I Called Him Nonno.

 

Peering up at my Italian grandpa

Through the wide, blue eyes of a child,

Shiny pepper and salt hair seem to fly every which way,

While intense, dark piercing eyes watch my every move

As if  observing a reflection of himself.

 

Obediently, I call him nonno,

As my mother instructs me in a churlish tone.

But who ‘s nonno?

Everyone treats him with such kingly reverence,

Like he’s part sage, part priest, and part prophet.

 

Yet the giant bottle of wine resting beside him on the kitchen table

Tells me he isn’t a pious man.

More earthy than a man of the cloth,

With brooding eyebrows, olive complexion,  a gravely voice

And thick stubble framing his weathered  face;

 

He and nonna were twelve when they met.

Though I wasn’t born then,

It was in the old country,

Some place I’ve never been.

 

Then someone spoke her name,

And the pain of his unfailing love knocks him 

Down onto his old wooden kitchen chair,

His saggy cheeks trembling with heavy sadness.

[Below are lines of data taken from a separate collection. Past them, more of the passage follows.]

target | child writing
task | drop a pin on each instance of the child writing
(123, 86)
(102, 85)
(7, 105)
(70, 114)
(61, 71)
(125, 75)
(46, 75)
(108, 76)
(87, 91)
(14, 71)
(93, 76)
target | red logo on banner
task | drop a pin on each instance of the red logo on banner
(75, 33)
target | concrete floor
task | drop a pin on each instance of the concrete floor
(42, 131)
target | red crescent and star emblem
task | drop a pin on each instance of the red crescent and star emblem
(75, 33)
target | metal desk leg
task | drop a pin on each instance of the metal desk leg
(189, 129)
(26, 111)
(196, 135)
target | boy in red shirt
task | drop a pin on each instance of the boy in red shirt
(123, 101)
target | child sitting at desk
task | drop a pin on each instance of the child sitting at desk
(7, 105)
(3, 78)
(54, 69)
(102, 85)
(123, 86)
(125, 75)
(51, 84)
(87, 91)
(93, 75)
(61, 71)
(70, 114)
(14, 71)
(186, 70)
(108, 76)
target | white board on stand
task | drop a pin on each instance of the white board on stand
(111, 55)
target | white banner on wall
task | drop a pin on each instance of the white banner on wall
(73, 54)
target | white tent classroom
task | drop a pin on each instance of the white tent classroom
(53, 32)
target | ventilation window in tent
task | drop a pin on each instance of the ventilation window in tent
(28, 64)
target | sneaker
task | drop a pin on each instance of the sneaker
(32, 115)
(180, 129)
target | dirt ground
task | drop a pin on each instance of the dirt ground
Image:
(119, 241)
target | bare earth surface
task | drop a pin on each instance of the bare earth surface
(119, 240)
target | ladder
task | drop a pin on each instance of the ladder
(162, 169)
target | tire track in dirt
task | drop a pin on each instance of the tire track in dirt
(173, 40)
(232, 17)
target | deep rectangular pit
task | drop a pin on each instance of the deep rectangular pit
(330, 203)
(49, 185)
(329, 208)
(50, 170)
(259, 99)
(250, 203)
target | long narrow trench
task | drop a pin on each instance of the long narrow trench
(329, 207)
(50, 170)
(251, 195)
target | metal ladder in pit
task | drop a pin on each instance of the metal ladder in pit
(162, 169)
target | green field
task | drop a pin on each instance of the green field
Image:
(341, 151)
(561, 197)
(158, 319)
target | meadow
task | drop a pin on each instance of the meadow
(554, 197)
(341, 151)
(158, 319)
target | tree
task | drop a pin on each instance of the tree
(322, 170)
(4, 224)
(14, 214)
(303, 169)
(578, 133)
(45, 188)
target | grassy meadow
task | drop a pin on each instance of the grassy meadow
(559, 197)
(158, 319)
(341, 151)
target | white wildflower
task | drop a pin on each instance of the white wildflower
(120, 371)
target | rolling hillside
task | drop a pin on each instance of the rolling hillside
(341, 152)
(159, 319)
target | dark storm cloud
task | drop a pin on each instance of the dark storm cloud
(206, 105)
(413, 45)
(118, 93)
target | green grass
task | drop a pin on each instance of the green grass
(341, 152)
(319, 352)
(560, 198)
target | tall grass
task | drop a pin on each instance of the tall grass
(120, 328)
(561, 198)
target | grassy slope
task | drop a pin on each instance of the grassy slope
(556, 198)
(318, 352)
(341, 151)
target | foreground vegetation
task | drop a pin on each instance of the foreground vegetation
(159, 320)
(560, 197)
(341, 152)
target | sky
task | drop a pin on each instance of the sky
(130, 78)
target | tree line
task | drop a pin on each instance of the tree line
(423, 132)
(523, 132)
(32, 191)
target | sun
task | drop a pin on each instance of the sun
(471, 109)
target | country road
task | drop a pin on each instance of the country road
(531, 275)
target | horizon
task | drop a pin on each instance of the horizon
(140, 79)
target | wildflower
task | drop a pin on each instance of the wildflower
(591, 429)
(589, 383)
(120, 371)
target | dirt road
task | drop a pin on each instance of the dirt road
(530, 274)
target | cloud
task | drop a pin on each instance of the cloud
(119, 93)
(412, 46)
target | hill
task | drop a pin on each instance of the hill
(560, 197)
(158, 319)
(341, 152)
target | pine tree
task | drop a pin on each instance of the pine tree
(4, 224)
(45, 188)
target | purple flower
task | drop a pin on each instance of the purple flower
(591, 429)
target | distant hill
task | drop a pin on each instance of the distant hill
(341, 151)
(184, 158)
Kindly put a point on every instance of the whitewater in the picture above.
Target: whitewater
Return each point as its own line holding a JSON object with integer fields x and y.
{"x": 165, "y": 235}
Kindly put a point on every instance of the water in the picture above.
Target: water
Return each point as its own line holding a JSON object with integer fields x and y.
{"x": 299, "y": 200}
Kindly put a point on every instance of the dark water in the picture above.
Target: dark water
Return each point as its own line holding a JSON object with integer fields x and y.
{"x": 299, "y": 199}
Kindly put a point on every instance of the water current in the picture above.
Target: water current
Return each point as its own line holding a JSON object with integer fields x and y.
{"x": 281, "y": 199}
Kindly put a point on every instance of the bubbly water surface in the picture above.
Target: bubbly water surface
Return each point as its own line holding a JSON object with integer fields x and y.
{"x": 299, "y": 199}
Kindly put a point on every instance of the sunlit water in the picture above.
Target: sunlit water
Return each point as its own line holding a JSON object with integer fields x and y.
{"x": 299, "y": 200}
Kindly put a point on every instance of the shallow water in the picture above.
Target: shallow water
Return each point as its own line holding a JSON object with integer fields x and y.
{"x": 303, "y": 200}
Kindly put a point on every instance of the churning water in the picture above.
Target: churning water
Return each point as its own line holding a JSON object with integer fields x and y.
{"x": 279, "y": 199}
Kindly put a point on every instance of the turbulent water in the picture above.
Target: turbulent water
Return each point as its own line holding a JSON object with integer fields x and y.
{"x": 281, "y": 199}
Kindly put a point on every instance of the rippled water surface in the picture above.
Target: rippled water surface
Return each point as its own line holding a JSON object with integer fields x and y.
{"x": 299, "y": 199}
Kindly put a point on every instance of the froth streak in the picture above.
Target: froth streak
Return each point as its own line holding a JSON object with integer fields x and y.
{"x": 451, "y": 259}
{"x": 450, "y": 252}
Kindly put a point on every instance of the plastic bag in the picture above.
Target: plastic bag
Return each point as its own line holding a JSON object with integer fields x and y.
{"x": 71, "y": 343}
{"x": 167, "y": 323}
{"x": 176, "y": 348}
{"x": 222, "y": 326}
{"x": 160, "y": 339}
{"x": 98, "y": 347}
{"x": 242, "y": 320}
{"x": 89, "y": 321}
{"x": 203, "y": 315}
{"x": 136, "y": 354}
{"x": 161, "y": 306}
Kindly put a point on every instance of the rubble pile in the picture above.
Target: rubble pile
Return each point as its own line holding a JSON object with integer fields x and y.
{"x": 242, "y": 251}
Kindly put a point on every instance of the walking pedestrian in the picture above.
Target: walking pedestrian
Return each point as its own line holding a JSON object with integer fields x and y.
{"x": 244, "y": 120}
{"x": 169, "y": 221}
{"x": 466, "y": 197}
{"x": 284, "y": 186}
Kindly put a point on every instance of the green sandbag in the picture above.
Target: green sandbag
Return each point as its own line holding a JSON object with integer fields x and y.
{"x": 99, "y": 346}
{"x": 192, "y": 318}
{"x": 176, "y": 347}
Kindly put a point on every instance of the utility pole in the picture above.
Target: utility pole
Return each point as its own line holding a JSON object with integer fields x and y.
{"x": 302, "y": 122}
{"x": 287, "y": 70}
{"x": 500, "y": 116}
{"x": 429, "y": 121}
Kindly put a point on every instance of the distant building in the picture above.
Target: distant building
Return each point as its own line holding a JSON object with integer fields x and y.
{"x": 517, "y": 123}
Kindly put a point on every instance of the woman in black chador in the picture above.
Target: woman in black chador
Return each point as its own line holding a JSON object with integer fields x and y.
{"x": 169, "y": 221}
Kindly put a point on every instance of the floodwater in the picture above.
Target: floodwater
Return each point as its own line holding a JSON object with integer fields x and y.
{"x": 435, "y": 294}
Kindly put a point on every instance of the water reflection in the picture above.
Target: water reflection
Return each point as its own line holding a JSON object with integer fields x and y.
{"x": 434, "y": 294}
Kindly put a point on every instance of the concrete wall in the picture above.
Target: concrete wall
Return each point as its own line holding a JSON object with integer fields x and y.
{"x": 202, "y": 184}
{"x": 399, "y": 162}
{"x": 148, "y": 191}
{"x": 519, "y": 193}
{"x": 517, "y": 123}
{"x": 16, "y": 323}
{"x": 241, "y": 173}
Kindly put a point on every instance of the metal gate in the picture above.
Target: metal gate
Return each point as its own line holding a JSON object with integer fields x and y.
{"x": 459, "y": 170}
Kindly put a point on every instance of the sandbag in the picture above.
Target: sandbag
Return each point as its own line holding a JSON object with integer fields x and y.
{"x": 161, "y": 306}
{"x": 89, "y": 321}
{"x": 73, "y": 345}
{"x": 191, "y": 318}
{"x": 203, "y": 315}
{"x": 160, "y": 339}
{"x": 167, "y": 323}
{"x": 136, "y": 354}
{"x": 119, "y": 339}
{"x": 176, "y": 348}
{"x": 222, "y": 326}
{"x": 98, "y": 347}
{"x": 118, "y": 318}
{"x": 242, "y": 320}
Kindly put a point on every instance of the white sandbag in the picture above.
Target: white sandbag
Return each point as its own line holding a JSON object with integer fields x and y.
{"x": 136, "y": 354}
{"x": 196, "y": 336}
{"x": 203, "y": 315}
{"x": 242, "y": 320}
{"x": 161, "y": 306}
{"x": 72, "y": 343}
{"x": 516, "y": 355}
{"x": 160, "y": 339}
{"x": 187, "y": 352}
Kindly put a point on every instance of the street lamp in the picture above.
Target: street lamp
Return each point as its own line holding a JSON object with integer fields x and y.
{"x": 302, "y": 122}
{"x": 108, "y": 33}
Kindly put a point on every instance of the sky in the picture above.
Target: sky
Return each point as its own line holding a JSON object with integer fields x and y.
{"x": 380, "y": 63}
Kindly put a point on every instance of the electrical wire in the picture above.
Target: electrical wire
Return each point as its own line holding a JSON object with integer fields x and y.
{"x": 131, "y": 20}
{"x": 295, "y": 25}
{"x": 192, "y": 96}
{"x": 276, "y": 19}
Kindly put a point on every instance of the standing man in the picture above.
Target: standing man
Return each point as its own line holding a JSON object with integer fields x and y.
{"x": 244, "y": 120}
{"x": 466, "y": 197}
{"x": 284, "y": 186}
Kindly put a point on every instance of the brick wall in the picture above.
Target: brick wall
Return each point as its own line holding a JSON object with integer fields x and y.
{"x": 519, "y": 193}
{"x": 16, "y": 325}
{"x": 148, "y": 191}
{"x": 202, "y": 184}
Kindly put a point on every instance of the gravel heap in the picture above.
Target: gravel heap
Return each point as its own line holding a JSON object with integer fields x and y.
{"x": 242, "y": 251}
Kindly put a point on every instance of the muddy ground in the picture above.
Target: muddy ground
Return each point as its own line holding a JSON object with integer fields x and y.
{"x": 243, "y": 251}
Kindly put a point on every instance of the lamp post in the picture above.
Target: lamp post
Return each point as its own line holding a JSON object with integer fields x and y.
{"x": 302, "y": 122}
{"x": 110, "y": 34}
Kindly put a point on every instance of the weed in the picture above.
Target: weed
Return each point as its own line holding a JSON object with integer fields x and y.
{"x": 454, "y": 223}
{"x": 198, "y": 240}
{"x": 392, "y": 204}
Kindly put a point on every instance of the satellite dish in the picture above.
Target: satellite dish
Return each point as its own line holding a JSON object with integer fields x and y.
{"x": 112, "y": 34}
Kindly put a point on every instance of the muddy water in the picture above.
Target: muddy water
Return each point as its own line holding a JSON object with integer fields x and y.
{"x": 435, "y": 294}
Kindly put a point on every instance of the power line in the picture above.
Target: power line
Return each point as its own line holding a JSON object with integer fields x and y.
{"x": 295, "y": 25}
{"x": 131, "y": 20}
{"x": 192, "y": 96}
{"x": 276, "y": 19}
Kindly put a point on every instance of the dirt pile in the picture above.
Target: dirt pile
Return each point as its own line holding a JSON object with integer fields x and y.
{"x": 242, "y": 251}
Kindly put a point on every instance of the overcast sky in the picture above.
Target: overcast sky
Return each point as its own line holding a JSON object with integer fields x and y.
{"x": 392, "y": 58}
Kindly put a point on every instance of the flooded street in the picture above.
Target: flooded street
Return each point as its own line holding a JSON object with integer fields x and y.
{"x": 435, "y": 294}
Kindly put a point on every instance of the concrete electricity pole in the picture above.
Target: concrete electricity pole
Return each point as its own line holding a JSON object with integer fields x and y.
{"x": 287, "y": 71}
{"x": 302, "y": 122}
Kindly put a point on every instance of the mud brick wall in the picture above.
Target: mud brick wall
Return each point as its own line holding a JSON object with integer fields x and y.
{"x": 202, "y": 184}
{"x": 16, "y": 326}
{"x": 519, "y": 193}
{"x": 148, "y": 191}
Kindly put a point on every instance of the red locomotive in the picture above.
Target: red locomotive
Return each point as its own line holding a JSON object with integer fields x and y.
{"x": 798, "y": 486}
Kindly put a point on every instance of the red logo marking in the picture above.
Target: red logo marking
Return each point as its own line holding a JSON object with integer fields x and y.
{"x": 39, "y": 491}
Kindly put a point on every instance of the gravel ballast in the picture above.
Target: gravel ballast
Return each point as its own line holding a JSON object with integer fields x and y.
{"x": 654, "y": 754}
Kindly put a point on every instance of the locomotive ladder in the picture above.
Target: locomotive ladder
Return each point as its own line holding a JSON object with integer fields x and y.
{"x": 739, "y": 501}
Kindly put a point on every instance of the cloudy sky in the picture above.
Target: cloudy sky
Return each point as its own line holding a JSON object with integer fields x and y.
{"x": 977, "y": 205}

Clutching the large bottle of wine with shaky hands,

He pours himself a tall glass and drinks long and hard,

Trying to wash away the painful loss of his beautiful angel.

 

Some time later, while visiting his home town in Italy, 

Relief came to nonno.

My mother told me he left this world,

And went to be with his wife.

Numb, with a long face,

 I stood still, watching tears roll down her face.

 

Too afraid to ask where he had gone,

In my mind’s eye I saw him rising into an azure blue sky,

Floating through puffy clouds to meet his youthful bride,

The love of his life.

 

After a while, I asked where nonno had gone.

With tearful green eyes, deep pools of sorrow,

My mother said, …  far away, … far, far away.

Gaping, I mumbled haltingly, will I see him again?

 

A warm smile snaked across my mother’s heart-shaped face

And she delibertly nodded,

Someday, … you’ll see nonno in the sky.

When mama?

In the blink of an eye, … in the by and by.     

 

Wrinkling-up my face,

I pulled on her arm with both hands,

How could that be?

She ran her hand softly over my hair with a sigh,

With God,  … all things are possible.